A insistência em apontar o “inimigo externo” talvez seja mais confortável. É mais fácil culpar rotas clandestinas internacionais do que encarar falhas estruturais dentro das próprias instituições. No entanto, os dados acumulados ao longo dos anos desmontam essa narrativa conveniente.

Desde a CPI do Tráfico de Armas (2005-2006), passando pelas investigações da Assembleia Legislativa do Rio de Janeiro e pela CPI das Milícias, o padrão se repete: armas e munições apreendidas com organizações criminosas foram originalmente vendidas de forma legal — seja para civis autorizados, seja para forças de segurança. O desvio ocorre depois, em um sistema marcado por fiscalização precária, integração deficiente e, em alguns casos, conivência.

É impossível discutir segurança pública de forma séria ignorando esse dado estrutural. O problema não é apenas o acesso ilegal às armas, mas o percurso que transforma o legal em ilegal. Esse trajeto, frequentemente invisível no debate público, é onde o Estado falha de maneira mais grave.

A ausência de integração entre sistemas como o Sinarm e o Sigma, por exemplo, não é apenas uma falha técnica — é uma escolha política reiterada ao longo dos anos. Sem interoperabilidade de dados, não há rastreabilidade efetiva. Sem rastreabilidade, não há responsabilização. E sem responsabilização, o ciclo continua.

Outro ponto que precisa ser enfrentado com mais honestidade é o papel das próprias instituições de segurança. Casos documentados de desvios de armas e munições de arsenais públicos não são exceções isoladas, mas sintomas de um sistema que carece de auditoria contínua e mecanismos rigorosos de controle. Quando armamentos destinados à proteção da sociedade acabam nas mãos de facções e milícias, o problema deixa de ser apenas criminal — torna-se institucional.

A criação recente da Rede Nacional de Enfrentamento ao Tráfico de Armas (Renarme) aponta, ao menos no papel, para uma tentativa de corrigir essas distorções. A proposta de integração entre órgãos, compartilhamento de inteligência e atuação coordenada é, sem dúvida, um avanço conceitual. Mas é preciso cautela: o Brasil já produziu boas ideias antes — e falhou na execução.
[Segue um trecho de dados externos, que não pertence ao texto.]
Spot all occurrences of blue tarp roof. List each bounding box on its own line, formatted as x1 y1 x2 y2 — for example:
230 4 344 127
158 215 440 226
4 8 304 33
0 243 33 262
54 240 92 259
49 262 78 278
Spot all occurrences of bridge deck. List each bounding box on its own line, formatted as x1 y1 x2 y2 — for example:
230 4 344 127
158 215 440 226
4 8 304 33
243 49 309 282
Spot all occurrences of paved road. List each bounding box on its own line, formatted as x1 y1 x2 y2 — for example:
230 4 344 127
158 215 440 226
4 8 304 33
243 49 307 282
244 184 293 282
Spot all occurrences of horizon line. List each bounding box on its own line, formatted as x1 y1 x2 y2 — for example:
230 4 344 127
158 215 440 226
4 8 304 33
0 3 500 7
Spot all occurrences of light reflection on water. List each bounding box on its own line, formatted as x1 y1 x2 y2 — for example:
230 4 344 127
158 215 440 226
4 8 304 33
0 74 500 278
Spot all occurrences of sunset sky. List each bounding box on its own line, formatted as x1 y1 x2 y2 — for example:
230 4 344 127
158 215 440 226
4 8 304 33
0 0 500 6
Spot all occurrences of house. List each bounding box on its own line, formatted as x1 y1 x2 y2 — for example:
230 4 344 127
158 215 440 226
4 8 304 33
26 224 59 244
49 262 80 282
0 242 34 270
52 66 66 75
O histórico é claro. O país não sofre de escassez de propostas, mas de continuidade. Cada escândalo gera indignação, cada CPI produz relatórios robustos, e cada crise termina em esquecimento. Falta transformar recomendações em política de Estado, com metas, monitoramento e transparência permanentes.

Há ainda um elemento político que não pode ser ignorado. O debate sobre segurança pública no Brasil frequentemente é capturado por discursos simplistas, que privilegiam soluções imediatistas e ignoram a complexidade do problema. Falar em controle de armas dentro do próprio Estado não rende manchetes fáceis nem capital eleitoral rápido — mas é exatamente aí que reside o cerne da questão.
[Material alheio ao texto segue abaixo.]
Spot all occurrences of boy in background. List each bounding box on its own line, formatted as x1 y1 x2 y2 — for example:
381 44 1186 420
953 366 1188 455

Enquanto o país continuar tratando o tráfico de armas como um fenômeno externo, estará lidando apenas com parte do problema. A outra parte — talvez a mais relevante — permanece dentro de casa, protegida por omissões, burocracias ineficientes e, por vezes, interesses políticos.

A pergunta que se impõe, portanto, não é nova, mas segue sem resposta: o Estado brasileiro está disposto a encarar sua própria responsabilidade no abastecimento do crime?

Se a nova CPI quiser, de fato, romper o ciclo, precisará ir além do diagnóstico — algo que já temos em abundância — e enfrentar o desafio mais difícil: implementar mudanças estruturais em um sistema que, há décadas, demonstra resistência à própria transformação.

Até lá, seguiremos assistindo ao mesmo roteiro: investiga-se, comprova-se, divulga-se. Nada muda.